People on a highway overpass support the Freedom Rally and the protest of the truck drivers against vaccine mandates, in Surrey, British Columbia, Canada, on Jan. 29, 2022. (EdgarBullon/Shutterstock)
People on a highway overpass support the Freedom Rally and the protest of the truck drivers against vaccine mandates, in Surrey, British Columbia, Canada, on Jan. 29, 2022. EdgarBullon/Shutterstock

Bridle said the article incorrectly assumes that COVID-19 vaccines offer full immunity against the virus and that the booster shots provide restored protection against the Omicron variant.

“Yet the ‘real world’ data clearly show that the boosted sub-population is being diagnosed with disproportionately more cases than the ‘not fully vaccinated’ group, which includes the ‘unvaccinated’ and people who received a single dose,” he said, citing the number of COVID-19 cases by vaccination status from the website of the Ontario Ministry of Health on April 26.

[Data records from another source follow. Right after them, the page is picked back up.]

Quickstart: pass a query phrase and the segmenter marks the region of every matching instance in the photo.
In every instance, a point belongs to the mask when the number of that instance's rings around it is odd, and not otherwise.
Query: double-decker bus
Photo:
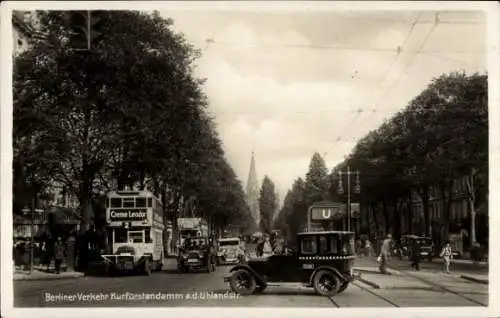
[[[102,255],[107,271],[149,275],[163,265],[163,207],[149,191],[112,191],[106,197],[112,254]]]

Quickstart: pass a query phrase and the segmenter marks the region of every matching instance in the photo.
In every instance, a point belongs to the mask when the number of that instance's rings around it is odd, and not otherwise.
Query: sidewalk
[[[393,268],[388,268],[390,275],[380,273],[375,259],[358,259],[358,266],[354,270],[360,273],[359,281],[376,289],[432,289],[428,284],[415,280],[411,276]],[[413,272],[412,272],[413,273]],[[481,284],[488,284],[488,275],[452,272],[443,274],[441,271],[415,272],[428,276],[432,280],[446,279],[447,277],[461,278]]]
[[[57,280],[57,279],[70,279],[85,276],[81,272],[61,272],[60,274],[45,272],[41,270],[33,270],[30,274],[26,270],[15,270],[13,278],[14,280]]]

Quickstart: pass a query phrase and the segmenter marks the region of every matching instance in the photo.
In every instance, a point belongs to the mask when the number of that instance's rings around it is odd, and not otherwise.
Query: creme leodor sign
[[[147,219],[146,209],[111,210],[110,221],[142,221]]]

“Why would someone want to take a booster and more than double their risk of getting diagnosed with COVID-19?!?”

Bridle also noted that the article did not mention the safety issues surrounding the vaccines, and that it assumed the baseline immunity among the unvaccinated to be only 20 percent when another peer-reviewed paper “estimate[d] that between 90 percent and 99 percent of adults show positive antibody reactivity for SARS-CoV-2 spike, RBD, or the N antigen.”

Doidge and his team said the authors not only did not consider the “vast difference” in health-care demand between an 18-year-old and a comorbid 80-year-old in the modelling, but their calls for vaccine mandates failed to acknowledge that these same policies “helped to ignite nation-wide protest.”

“The combination of deeply flawed modelling, moral condemnation, and politicisation should be sufficient to retract a paper published in Canada’s preeminent medical journal,” they said.

“Unfortunately, the damage has already been done, with many media outlets added fuel to the fire through uncritical reporting of this study. Trust in public health and science has been further eroded.”